Much of the loss was due to massive overtime wages for workers, with many clocking 70-hour weeks as they struggle to meet overwhelming demand. There are still 6,000 on the waiting list for the new Model S sedan. Musk says that the company is on target to manufacture 20,000 vehicles this year. Most of the orders have been for the high end, 85kWh, 300 mile range vehicle that starts at $72,400.

I have been deluged with questions for readers about the car’s performance. Here are the answers to a few:

The times to obtain a fully charged battery from flat that I have recorded from various power sources are:

45 minutes – 440 volt public super charger
7 hours – 220 volt, 40 amp plug in my garage
77 hours – standard 110 volt home wall outlet

All public charges, from Whole Foods, public garages, and movie theaters, etc., are provided for free by a company called ChargePoint (click here for the link at ). There you can view their national network of 10,954 public charging stations. When I visit my home at Lake Tahoe, where overnight temperatures go well below zero, the company recommends that I keep the car plugged in overnight, just to keep it warm.

No, I am not indirectly running this car on high polluting coal. Notice that the lights in your home turn on in the middle of the night, even though no one usually wants power then. Utilities must generate massive amounts of power that gets wasted in order to maintain “grid integrity”, a network that makes electricity available to us 24/7.

How much is wasted? Enough to run all 250 million cars in the US on electric power. This is why they give it away nearly for free if you charge between midnight and 7:00 AM (4.7 cents/kw versus 40 cents in my case). I am simply using power that has already been generated that otherwise would go unused.

Tesla advertises a maximum range of 265 miles, which is based on an EPA five cycle testing standard. But you can really get 300 miles with conservative driving, which is more than your bladder can stand. One 45-minute charge at Harris Ranch gets me from San Francisco to San Diego, some 500 miles. For longer trips I fly my own plane, go commercial, or drive my other car.

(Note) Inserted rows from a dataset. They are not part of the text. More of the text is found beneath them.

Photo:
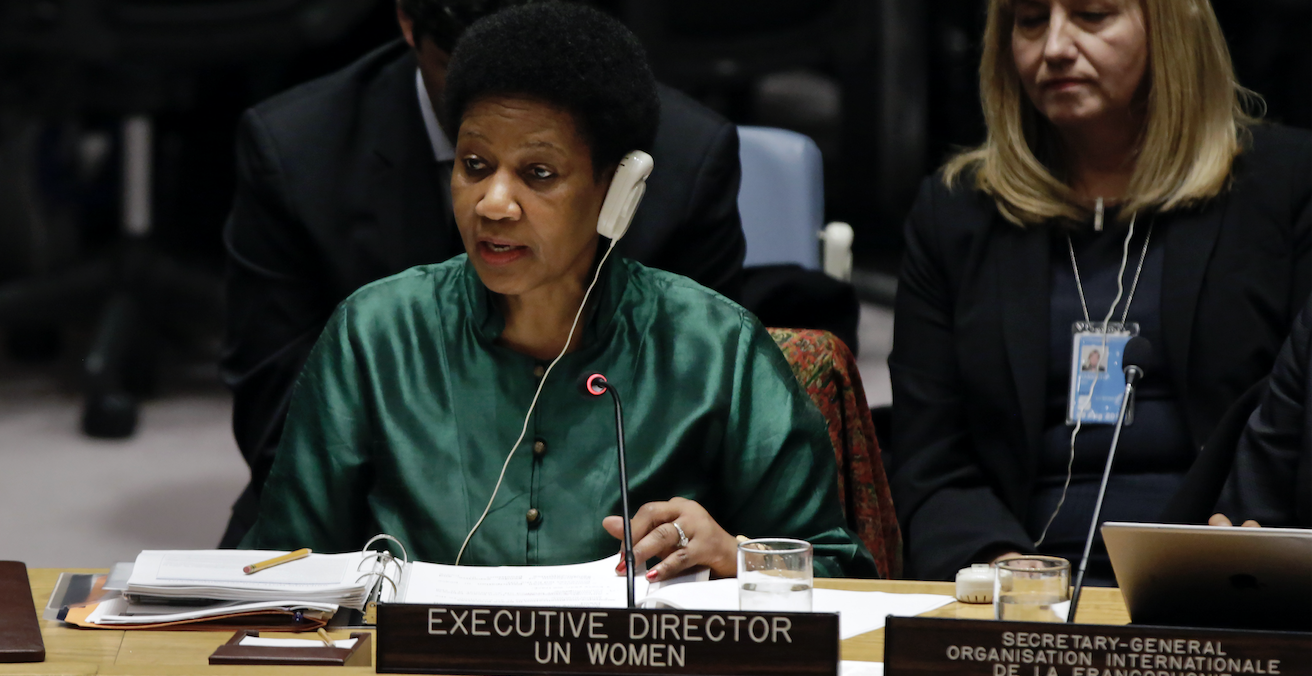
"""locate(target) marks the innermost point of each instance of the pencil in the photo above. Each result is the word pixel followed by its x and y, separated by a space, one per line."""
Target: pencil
pixel 276 561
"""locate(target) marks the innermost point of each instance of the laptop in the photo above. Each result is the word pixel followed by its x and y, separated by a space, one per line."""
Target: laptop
pixel 1235 578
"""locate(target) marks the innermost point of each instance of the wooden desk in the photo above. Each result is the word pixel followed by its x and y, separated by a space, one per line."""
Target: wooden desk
pixel 93 651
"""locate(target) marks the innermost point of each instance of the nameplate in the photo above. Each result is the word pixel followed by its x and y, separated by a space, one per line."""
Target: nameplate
pixel 987 647
pixel 463 639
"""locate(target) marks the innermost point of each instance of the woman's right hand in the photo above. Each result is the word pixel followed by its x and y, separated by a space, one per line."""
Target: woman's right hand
pixel 1222 520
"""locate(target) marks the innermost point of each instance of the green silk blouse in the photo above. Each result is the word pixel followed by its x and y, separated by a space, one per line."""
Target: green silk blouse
pixel 407 408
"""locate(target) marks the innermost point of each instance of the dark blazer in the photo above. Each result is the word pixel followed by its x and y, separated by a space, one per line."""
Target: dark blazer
pixel 337 187
pixel 1271 479
pixel 971 339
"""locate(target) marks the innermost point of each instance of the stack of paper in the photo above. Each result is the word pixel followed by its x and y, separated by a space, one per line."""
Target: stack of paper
pixel 337 579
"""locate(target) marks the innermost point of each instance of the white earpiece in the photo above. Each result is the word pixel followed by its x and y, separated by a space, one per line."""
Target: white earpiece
pixel 625 194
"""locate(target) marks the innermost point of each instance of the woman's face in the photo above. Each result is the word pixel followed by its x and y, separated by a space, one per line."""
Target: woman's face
pixel 1081 61
pixel 525 197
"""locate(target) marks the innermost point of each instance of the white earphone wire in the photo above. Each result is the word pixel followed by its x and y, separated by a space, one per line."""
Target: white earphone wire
pixel 532 406
pixel 1086 401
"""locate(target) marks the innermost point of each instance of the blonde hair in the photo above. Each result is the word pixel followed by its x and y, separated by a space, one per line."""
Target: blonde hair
pixel 1193 129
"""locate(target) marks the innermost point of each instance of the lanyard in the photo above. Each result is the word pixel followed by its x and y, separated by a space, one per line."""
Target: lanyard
pixel 1121 274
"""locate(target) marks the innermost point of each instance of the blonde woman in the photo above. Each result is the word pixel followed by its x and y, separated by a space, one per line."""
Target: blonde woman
pixel 1121 180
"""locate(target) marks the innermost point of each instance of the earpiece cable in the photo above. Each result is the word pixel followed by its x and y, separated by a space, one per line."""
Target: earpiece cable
pixel 532 406
pixel 1084 403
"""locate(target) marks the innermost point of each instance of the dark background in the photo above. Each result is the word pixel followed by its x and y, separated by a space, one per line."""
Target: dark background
pixel 886 87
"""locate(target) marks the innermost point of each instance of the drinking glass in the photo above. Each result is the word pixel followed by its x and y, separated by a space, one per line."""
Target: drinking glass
pixel 774 574
pixel 1033 590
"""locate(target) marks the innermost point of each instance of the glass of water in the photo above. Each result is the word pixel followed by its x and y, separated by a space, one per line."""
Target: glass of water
pixel 774 574
pixel 1033 590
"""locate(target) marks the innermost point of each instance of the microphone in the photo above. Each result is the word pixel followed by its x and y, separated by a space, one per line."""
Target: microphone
pixel 596 385
pixel 1134 361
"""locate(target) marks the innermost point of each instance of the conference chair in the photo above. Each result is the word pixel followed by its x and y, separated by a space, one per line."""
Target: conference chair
pixel 781 201
pixel 133 61
pixel 873 49
pixel 825 368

I’m sure more questions will come in, and I will answer them periodically. Or you can call Tesla directly at 877-798-3752.

For the pictures, graphs, and tables that go with this post, please go to

GeekEV | 14 March 2013

I call spam. Elaborate and well constructed spam, but spam never-the-less...

frmercado | 14 March 2013

I had a good time reading your story and even forwarded to couple of friends.

ian | 14 March 2013

I'm curious if the OP is really an owner. If so, they definitely need someone to proofread their blog posts as there's quite a few inaccuracies.

He get's Broder's name correct the first couple times but then in the third paragraph refers to him as Bradford.

The car is a Tesla Model S, not a Tesla S-1.

It has a 17 inch touch screen, not an 18 inch.

I don't know what the OP considers a light car but his continued references to the S being light is kinda funny considering it weighs 4700 lbs. If he can make those performance tires on the 21" wheels last 60,000 miles I'll be very impressed.

He also conveniently forgets that there's a $600/yr maintenance fee when comparing the operating costs. Not to mention that not all public chargers are free. I believe both Chargepoint and Blink have fees related to them. Did he mean the Tesla Supercharger network?

Otherwise, I agree, a nice review of the S.

Brian H | 14 March 2013

Also, the 45 minutes charge time at 440V is wrong; the rate tapers off in the last 20%, down to about the 40A level.

Pungoteague_Dave | 15 March 2013

Comes across as an uninformed self-important stock promoter. I hereby put up a private thread challenge - sbronte, if you have a Model S, start a private thread to prove it.

Pungoteague_Dave | 15 March 2013

He also infringes numerous copyrights by cutting and pasting the pictures into his blog.